On April 5, 2004, an investigative committee published a report on
the causes of the blackout in the United States and Canada on August
14, 2003, which affected more than 50 million people. No specific
culprits were named. In the committee’s opinion, the disaster was the
result of a number of factors, including errors, negligence, computer
miscalculations, failure to observe safety requirement, poor
coordination, and general aging of the North America’s unified power
system. In the committee’s opinion, the main causes of the blackout
were violations committed by FirstEnergy Corp.
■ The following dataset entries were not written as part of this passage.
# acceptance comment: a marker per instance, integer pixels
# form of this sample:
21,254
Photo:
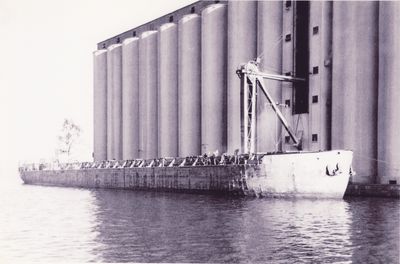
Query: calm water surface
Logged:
51,224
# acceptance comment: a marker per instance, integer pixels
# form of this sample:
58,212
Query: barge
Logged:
323,174
298,174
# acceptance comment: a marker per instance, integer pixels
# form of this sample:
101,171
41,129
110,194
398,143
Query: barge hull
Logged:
281,175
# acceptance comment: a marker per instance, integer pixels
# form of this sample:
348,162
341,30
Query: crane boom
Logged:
251,79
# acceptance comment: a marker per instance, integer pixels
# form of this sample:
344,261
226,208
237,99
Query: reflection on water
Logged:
60,224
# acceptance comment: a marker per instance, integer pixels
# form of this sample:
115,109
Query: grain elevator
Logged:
169,87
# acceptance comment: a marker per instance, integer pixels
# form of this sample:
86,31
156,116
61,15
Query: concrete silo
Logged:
189,84
130,98
114,103
100,105
213,78
168,90
148,116
389,93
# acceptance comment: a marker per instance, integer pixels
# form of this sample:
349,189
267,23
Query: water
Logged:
51,224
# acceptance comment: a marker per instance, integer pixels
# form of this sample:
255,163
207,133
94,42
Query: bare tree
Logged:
67,138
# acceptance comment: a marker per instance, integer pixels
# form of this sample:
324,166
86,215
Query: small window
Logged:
314,137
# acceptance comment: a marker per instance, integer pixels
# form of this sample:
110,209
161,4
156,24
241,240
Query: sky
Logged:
46,68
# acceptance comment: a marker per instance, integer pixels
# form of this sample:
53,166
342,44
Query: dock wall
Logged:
188,99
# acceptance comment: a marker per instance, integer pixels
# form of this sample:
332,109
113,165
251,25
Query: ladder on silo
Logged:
251,80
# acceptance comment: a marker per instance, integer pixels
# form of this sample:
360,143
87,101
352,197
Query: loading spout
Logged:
251,79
It was ordered to
improve labor organization. Private individuals and a number of
companies filed a group lawsuit against FirstEnergy, under which the
company paid $17.9 million.

The Chilean power supply system operators Transelec and CDEC-SIC paid
a fine of $6 million for an accident at Chile’s central electric
power station that left 600,000 Santiago residents without power. It
was discovered that the companies did not coordinate their actions
when one of the generators shut down.

——————————————————————————–

Who Was Responsible for Power Blackouts in Russia

A special committee of RAO UES investigated an accident in the Ural
power system on September 9, 2000. As a result of a malfunction, the
unit of the Beloyarsk Nuclear Power Plant automatically stopped, and
electricity was cut off to some consumers in the region for an hour.
Personnel at the Novo-Sverdlovsk Cogeneration Plant were the main
culprits in the initial accident, while employees of the nuclear
power plant were blamed for the emergency. Several people were
disciplined.

Based on the results of an investigation of a power outage in the
city of Berezovsky in Kemerovo Region on September 6, 2001, a
committee of Kuzbassenergo established that technological violations
(resulting in a short circuit, wire burnout, oil ejection, and
emergency cutoff) by electricians at Severokuzbassugol, not
Kuzbassenergo employees, were responsible. The committee recommended
the following as punishment measures: `recertify the guilty parties,
organize unscheduled instruction and extra emergency training.’

On October 5, 2003, a power unit of the Kashirskaya Regional Power
Plant shut down when oil ignited. Automatic safeguards shut off the
other five units. Nearly 20,000 residents of the town of Kashira-2
were left without heat and hot water. The committee investigating the
accident discovered that the cause of the damage to the power unit
was a defect in the generator. One of the power plant’s managers was
pensioned off.

There was an active investigation of a power blackout at the Nizhny
Novgorod Airport on the night of November 15, 2005. A committee of
the Ministry of Transport and the Federal Air Transport Agency
arrived to conduct it. Regional leaders declared loudly that they
intended to seek the harshest possible measures against the
offenders. The Nizhny Novogorod Region Prosecutor’s Office even
instituted a case of administrative infringement under Article 9.11
of the Administrative Code of the RF (violation of the regulations
for operating electrical installations). However, the case was closed
for lack of serious consequences and major damage. Three airport
electricians got off with fines and reprimands.